Friedrich-Meinecke-Institut

Global History

Visiting Scholar

Salma Abouelhossein is a PhD candidate in Urban Studies and Planning at Harvard University and a doctoral fellow at the Aga Khan Program for the Study of Architecture and Urbanism in the Muslim World. For the 2025–2026 academic year, she is a recipient of the Harvard Weatherhead Center for International Affairs Dissertation Writing Fellowship. Beginning in September 2025, she will serve as a Visiting Research Fellow at the Friedrich-Meinecke Institut at Freie Universität Berlin.

Salma’s research, situated at the intersection of environmental history and critical geography, investigates the entangled histories of infrastructural planning and primary commodity production in Egypt’s sugar belt during the twentieth century.

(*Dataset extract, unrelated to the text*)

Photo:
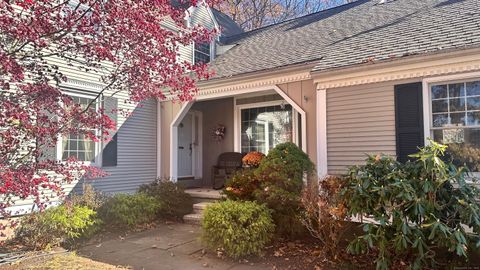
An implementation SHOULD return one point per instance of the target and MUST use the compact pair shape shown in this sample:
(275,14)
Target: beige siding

This work has been supported by several fellowships and grants, including those from the International Journal of Urban and Regional Research (IJURR), the Harvard Center for African Studies, the Mellon Foundation, the Harvard Weatherhead Center, and the Radcliffe Institute. In the summer term of 2025, she was a Landhaus Fellow at the Rachel Carson Center for Environment and Society at LMU Munich

Salma is a research affiliate of the Urban Theory Lab—formerly based at the Harvard Graduate School of Design and now at the University of Chicago. She is also a member of the Global Urban History Project (GUHP) Emerging Scholars cohort for 2025–2026.

Salma holds a Bachelor of Architecture from the American University in Cairo and a Master of Science in Urban Planning and Development from University College London. Before beginning her doctoral studies, she worked as an urban planning practitioner with various organizations across the Middle East.